Nice choice of colors!!! beautiful


----------



## jannax212 (Sep 22, 2007)

wow, awesome haul!!!! hows the jealous kohl power?!


----------



## stephie06 (Sep 22, 2007)

that's amazing! i can't wait for my mac store to have them in!


----------



## chocodcocoa (Sep 22, 2007)

oooo great haul! i must go n check out the queen st store sometime soon =D


----------



## Miss_M (Sep 22, 2007)

Great haul !!


----------



## Danapotter (Sep 22, 2007)

Great hauling! That is awesome!


----------



## msmack (Sep 22, 2007)

awesome haul!


----------



## corngrl2 (Sep 23, 2007)

Great haul!   Who has the Dior GWP?


----------



## dmenchi (Sep 23, 2007)

how do you like the matte2 shadows?


----------



## Bootyliciousx (Sep 23, 2007)

Great Haul


----------



## PeaceLoveVogue (Sep 23, 2007)

Do you have any idea when the McQueen is definitely being released? I have heard so many different things, I'd just like to know.

Freakin' awesome haul though!!!


----------



## Hilly (Sep 23, 2007)

nice stuff!!!


----------



## hawaiian_mele (Sep 23, 2007)

Great haul! I love GoSmile!

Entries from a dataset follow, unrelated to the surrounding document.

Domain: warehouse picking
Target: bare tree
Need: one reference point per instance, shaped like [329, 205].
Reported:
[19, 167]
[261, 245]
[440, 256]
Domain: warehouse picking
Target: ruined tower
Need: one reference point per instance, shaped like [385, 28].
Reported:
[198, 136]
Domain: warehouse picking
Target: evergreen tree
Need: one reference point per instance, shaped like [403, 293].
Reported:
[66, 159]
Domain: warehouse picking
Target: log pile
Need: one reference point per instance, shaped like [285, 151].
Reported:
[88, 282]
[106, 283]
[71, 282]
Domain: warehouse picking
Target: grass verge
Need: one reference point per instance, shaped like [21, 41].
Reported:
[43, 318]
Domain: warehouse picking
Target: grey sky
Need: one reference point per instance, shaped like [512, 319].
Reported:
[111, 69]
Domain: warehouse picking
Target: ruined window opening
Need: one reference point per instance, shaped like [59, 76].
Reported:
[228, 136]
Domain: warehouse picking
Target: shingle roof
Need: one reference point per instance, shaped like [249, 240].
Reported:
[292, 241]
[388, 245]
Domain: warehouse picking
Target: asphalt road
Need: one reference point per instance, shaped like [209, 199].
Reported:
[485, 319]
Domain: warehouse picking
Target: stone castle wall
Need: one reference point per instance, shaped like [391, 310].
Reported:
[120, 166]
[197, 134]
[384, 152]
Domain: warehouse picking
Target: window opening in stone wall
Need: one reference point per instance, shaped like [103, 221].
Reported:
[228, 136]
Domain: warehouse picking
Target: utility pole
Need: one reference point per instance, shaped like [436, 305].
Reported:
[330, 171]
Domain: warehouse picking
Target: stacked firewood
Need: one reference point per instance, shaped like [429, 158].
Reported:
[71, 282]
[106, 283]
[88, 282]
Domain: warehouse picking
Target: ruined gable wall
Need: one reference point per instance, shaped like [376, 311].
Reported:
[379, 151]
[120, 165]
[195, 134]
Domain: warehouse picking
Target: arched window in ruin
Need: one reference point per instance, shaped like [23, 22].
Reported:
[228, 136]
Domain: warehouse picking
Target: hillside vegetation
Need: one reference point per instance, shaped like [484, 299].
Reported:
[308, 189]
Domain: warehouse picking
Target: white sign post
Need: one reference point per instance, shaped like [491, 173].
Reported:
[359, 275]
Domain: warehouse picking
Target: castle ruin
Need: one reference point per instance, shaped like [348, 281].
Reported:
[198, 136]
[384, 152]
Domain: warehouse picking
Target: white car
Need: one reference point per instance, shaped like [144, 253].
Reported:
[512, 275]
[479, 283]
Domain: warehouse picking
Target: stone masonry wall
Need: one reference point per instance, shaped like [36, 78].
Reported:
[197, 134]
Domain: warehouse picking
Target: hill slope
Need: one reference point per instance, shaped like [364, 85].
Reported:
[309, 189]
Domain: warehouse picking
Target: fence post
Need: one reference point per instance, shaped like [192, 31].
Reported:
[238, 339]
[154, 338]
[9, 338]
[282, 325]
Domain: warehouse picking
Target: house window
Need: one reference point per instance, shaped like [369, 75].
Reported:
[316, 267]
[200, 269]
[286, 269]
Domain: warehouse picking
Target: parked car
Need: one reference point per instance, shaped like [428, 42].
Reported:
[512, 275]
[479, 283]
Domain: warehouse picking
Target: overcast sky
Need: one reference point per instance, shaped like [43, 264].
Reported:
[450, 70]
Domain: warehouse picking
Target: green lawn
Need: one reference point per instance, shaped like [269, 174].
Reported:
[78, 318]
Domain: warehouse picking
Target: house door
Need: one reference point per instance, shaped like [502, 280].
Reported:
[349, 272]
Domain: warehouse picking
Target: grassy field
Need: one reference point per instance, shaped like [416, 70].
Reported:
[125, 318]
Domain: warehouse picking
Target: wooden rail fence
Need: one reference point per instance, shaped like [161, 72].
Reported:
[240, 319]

It's fantastic!


----------



## allan_willb (Sep 24, 2007)

omg damn girl u went off!

it sucks that the pro stores get everything first but hey there goals are fricken sky high and in order for them to make the money they godda have everything out as fast as they can to bring in more buisness.


----------



## lethaldesign (Sep 26, 2007)

Enjoy your goodies! I think everyone is jealous you got the McQueen stuff already


----------



## macfeen (Sep 28, 2007)

Oh gosh Im jealous you got McQueen stuff already. Great Haul.


----------



## seachell12 (Sep 29, 2007)

Just so everybody knows, I spoke with my local Nordstrom (Seattle), and the McQueen collection is going to be available there Oct. 3rd.


----------



## deadSAVVY (Sep 29, 2007)

awesome haul!!


----------